Dodatkowe warunki, aby wygrać przetarg
Dyrektor opolskiego KOWR uważa, iż grunty, które będą licytowane są bardzo dobrej jakości.
– Trzeba spełnić pewne brzegowe warunki, czyli np. w przypadku tego większego OPR-u, to jest kwestia zatrudnienia minimum 20 osób, a w przypadku mniejszego OPR-u – 6 osób. Aczkolwiek patrząc na zatrudnienie 20 osób na prawie dwóch tysiącach hektarów, to nie jest problem.
Do przetargu chcą też stanąć dotychczas użytkujący grunty pracownicy Top Farms Głubczyce
Krzysztof Tkacz, członek zarządu Top Farms Głubczyce:
– My oczywiście będziemy startowali, tak jak zabiegaliśmy przez ostatnich kilka lat o to, żeby tę kwestię w jakiś sposób rozwiązać i mieć możliwość przedłużenia, czy też trwania działalności, którą prowadzimy. To, co dzisiaj zastanawia, to to, iż KOWR ogłaszając taką, a nie inną formę, nie zadbał zupełnie o to, żeby zweryfikować tych oferentów, którzy będą przystępowali do przetargu. To oczywiście rodzi poważne wątpliwości i konsekwencje, bo dzisiaj nie mamy żadnej pewności, iż ten, kto wygra, będzie tą działalność prowadził, zapewni tutaj produkcję i zapewni zatrudnienie dla tych ludzi.

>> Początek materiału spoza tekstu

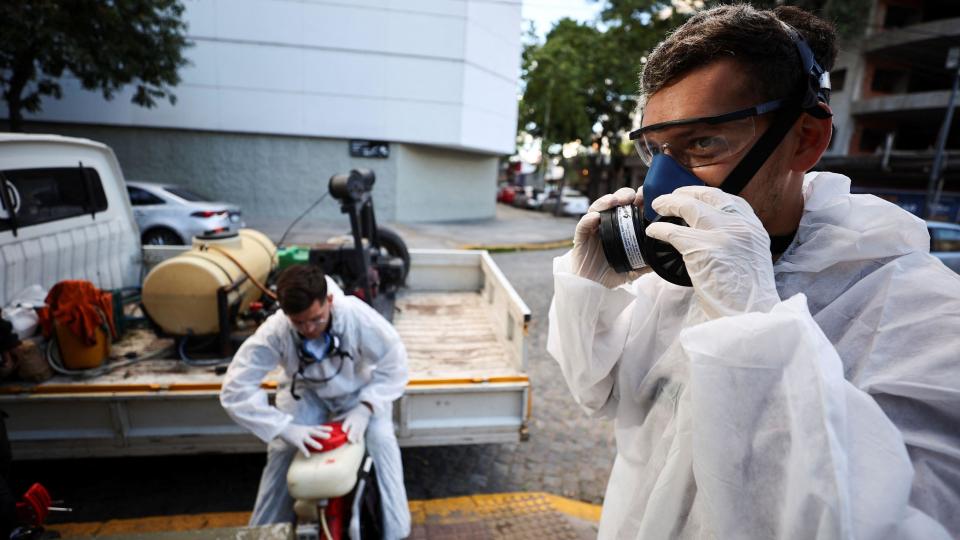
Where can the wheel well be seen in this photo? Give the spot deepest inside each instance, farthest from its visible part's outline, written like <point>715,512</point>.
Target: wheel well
<point>158,228</point>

Jest oczywiste, iż jeżeli nam nie uda się tego przetargu wygrać, to ci ludzie tę pracę stracą, a my będziemy musieli ograniczyć produkcję.
Obawy o to, iż przetarg wygra ktoś niewiarygodny
Rolnicy z Top Farms obawiają się, iż nie będzie kontroli nad tym, czy zwycięzca przetargu, bądź w formie licytacyjnej, dając najwyższą cenę, jest oferentem wiarygodnym lub nie.
– To musi być obiektywne. KOWR ma prawo odwołania przetargu w każdej sytuacji, bez podania przyczyn. Pytanie tylko, czy w tej sytuacji, w jakiej się znaleźliśmy, w tym czasie, kiedy my już nie mamy czasu w nic, możemy sobie pozwolić na to, żeby przedłużać jeszcze tę sytuację, w której jesteśmy. A my musimy zejść z obiektów do 30 listopada 2025 roku. Od dziś mamy przed sobą 3-4 miesiące na to, żeby przenieść jałówki do obiektów, które są własne. I nie mamy już na to czasu. Stado, które utrzymujemy, ma dzisiaj ponad 3 tysiące sztuk zwierząt. My tym zwierzętom musimy zapewnić byt i pasze do tego, żeby mogły przetrwać zimę. I musimy to zrobić w sposób, który nie będzie ryzykowny dla zwierząt i nie będzie w żaden sposób ryzykowny również dla spółki. KOWR tego wydaje się nie brać pod uwagę, tworząc taką sytuację, w jakiej się dzisiaj znaleźliśmy.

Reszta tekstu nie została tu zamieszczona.